The Talgai Skull is a human fossil found on the Talgai Station, near Allora, Southern Downs Region, Queensland, Australia. It has been dated indirectly, based on the radiocarbon date of a carbonate nodule found in stratigraphic proximity, at 13,500 years old.

==History==
The Talgai Skull was discovered in 1886 on Talgai Homestead, as the first fossil evidence of early human occupation in the area. It was found by fencing contractor, William Naish. It had been embedded in the wall of Dalrymple Creek, which had been scoured out by heavy rain. In 1896 the skull was sent to Sydney where it was examined by the trustees of the Australian Museum. The museum was interested in purchasing the fossil but could not agree on an acceptable price. Eventually the skull was returned to its owner.
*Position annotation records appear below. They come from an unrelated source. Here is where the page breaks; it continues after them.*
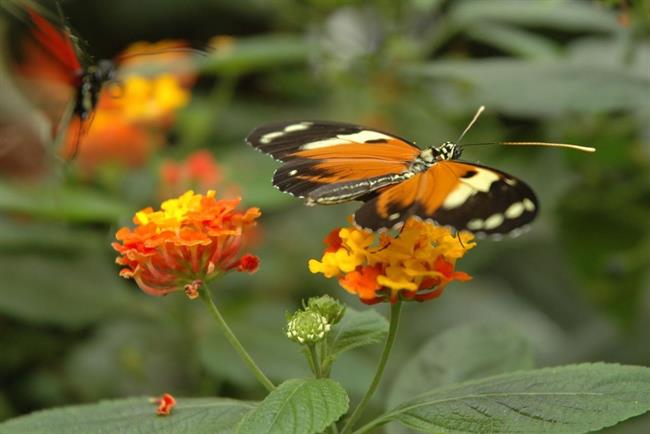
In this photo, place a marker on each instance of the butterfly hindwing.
(462, 195)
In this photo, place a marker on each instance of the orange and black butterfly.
(332, 162)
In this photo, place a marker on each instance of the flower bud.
(329, 307)
(307, 327)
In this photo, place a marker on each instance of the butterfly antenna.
(545, 144)
(471, 123)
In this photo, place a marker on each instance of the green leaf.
(568, 15)
(462, 353)
(66, 203)
(568, 399)
(357, 329)
(256, 53)
(297, 406)
(134, 415)
(545, 88)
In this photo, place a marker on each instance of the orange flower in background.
(415, 265)
(132, 114)
(192, 239)
(198, 172)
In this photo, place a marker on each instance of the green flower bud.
(307, 327)
(329, 307)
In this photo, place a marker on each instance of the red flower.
(192, 239)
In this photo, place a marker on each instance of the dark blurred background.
(577, 286)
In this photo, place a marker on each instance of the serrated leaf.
(297, 406)
(136, 416)
(357, 329)
(567, 399)
(459, 354)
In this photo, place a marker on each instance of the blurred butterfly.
(332, 162)
(63, 87)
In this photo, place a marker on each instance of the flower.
(165, 404)
(307, 327)
(132, 115)
(416, 264)
(332, 309)
(190, 240)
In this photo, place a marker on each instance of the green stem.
(395, 310)
(315, 362)
(207, 299)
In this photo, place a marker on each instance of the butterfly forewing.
(332, 158)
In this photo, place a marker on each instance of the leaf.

It remained at the homestead until 1914 when Professor Edgeworth David, Professor of Archaeology at Sydney University visited Talgai and presented a theory that the skull was 20,000 years old and provided a "missing link" in the evolutionary chain. This sudden change in attitude towards the skull was motivated in part by the recent "discovery" of the Piltdown Man fossils in England. Although later proven to be hoax, the Piltdown find encouraged others to search for similar evidence of early man. CSIRO and the Queensland Museum conducted archaeological surveys at the site.
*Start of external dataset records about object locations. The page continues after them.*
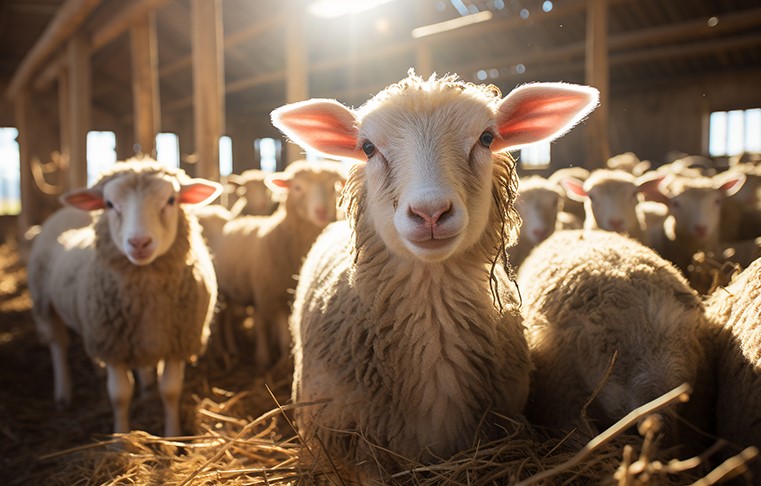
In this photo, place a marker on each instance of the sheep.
(734, 311)
(254, 198)
(538, 204)
(589, 295)
(397, 322)
(571, 206)
(256, 257)
(137, 284)
(611, 200)
(693, 223)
Severe cracks in the skull led some observers to conclude that a blow to the head had been the cause of death. However, later investigation showed that the cracks were produced by expansion and contraction of the clay soil where the skull was found.

The original skull is housed at the Sydney Museum.
In 1968 the Australian Broadcasting Commission made an award-winning documentary about the skull called The Talgai Skull.